Solo a posteriori mi resi conto di quanto fossi stata delusa dal sistema.
Fu un programma televisivo a darmi l’illuminazione, si chiama ‘Fame d’Amore’ (e già il titolo dice molto). Il caso volle che venissi a conoscenza del fatto che avevano registrato una puntata proprio nella struttura dove ero stata, scontato dire che la guardai. Se l’intento del programma fosse quello di sensibilizzare su una problematica così comune e importante, il risultato è opposto all’obiettivo.

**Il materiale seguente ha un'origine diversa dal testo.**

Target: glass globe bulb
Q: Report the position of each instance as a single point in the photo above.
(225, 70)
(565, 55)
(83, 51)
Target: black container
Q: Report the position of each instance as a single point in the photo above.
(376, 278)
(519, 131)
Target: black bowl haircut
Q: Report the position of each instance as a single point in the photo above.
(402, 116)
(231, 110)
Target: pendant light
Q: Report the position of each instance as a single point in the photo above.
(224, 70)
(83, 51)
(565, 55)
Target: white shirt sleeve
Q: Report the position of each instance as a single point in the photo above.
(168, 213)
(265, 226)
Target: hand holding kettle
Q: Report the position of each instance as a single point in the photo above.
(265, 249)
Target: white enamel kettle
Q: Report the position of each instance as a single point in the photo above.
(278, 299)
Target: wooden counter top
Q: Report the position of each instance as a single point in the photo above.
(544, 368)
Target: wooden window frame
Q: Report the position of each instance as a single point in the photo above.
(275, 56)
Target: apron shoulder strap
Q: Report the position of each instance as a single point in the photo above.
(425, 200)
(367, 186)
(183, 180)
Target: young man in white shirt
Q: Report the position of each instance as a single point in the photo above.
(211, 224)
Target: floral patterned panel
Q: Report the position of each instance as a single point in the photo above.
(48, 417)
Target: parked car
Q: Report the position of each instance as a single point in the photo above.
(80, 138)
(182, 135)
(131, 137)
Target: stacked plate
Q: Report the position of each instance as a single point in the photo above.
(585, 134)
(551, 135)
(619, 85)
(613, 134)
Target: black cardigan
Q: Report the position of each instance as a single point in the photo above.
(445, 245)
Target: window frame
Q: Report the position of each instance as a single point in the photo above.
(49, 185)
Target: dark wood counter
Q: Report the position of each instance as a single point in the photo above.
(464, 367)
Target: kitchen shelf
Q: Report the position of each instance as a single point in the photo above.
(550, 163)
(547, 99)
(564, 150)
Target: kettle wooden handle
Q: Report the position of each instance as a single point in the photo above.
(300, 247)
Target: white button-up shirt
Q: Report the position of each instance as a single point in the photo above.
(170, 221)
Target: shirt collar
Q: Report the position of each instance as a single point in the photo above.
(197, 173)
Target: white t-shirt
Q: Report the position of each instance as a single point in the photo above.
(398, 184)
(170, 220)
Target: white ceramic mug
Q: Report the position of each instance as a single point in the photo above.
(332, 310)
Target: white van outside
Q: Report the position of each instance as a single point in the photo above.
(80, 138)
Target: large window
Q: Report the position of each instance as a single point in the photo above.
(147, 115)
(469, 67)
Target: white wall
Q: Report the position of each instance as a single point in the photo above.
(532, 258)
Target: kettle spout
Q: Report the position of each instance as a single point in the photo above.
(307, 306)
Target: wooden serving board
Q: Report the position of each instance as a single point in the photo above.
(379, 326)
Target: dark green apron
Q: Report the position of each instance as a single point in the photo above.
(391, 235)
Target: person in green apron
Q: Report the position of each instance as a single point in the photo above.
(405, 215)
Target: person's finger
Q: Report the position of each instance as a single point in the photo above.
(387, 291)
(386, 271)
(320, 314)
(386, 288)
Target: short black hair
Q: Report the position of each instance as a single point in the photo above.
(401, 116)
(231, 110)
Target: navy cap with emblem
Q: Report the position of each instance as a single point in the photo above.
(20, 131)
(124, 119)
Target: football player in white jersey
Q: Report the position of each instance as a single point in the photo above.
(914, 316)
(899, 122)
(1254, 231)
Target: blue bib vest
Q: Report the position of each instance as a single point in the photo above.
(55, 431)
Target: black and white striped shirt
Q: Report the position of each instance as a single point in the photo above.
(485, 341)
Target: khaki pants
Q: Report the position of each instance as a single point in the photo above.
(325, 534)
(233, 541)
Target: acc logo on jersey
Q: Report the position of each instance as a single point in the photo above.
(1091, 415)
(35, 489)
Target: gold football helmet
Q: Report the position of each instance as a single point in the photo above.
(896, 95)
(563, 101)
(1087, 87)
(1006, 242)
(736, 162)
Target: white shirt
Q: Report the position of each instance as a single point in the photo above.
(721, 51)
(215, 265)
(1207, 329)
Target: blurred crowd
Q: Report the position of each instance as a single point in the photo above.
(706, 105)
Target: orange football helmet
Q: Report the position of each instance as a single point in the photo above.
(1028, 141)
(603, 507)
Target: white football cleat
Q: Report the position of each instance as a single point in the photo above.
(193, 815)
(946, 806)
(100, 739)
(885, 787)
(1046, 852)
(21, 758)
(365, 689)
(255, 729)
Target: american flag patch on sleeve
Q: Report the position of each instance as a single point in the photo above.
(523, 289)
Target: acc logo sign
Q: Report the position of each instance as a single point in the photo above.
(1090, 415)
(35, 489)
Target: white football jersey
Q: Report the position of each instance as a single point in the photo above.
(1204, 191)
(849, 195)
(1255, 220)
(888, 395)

Ricordo la scena di una ragazza, intenta a piangere davanti al primario del reparto perché
stufa e impaurita dell’aumento degli alimenti tramite flebo. Diceva addirittura di volersele
togliere di dosso. Agli occhi di uno spettatore, quella descritta è una scena drammatica, di
piena sofferenza e nessuno potrebbe negare il contrario. Ma guardiamola dalla prospettiva
di una persona, di qualsiasi età o sesso, che soffre di un disturbo alimentare, in questo caso l’anoressia. Cosa dovrebbe dire se non ‘la mia malattia non è grave come la sua’. Ed è proprio qui che si innesca un meccanismo di autocritica: ‘non sono abbastanza malato, il mio problema non vale quanto il suo’. Così, con molta semplicità, il disturbo si aggrava a livello mentale, fino ad andare ad occupare qualsiasi anticamera del cervello. E quella che è una malattia da sensibilizzare, viene invece romanticizzata. Vedendo quelle scene da fuori, come soggetto che sta lentamente uscendo dall’anoressia, mi sono resa conto che non basta conoscere il problema per comprenderlo. Si possono leggere quanti manuali si desidera, considerare testimonianze, lavorare nel settore, ma non si potrà mai affermare di aver capito cosa passa nella testa di persone come me.
Ricordo un giro medici, quando l’équipe si riunisce per analizzare lo sviluppo della terapia assieme al paziente. In uno di questi momenti tanto temuti il primario del reparto, con
l’intento di fare una battuta mi chiese se il calo di peso in quei primi giorni di ricovero fosse stato dovuto a degli angeli che, prendendolo, lo avessero portato in cielo. Risposi che avevo perso chili perché non mangiavo. Quello che all’apparenza mi sembra un modo di alleggerire la situazione, ora è invece la sintesi perfetta di come non si dovrebbe trattare una problematica del genere.
Il metodo di cura di un disturbo alimentare non dovrebbe incentrarsi sull’aspetto fisico, ma su quello che la magrezza, l’obesità o il vomito nascondono.
Esiste un mondo dentro una persona, che va oltre l’apparenza fisica.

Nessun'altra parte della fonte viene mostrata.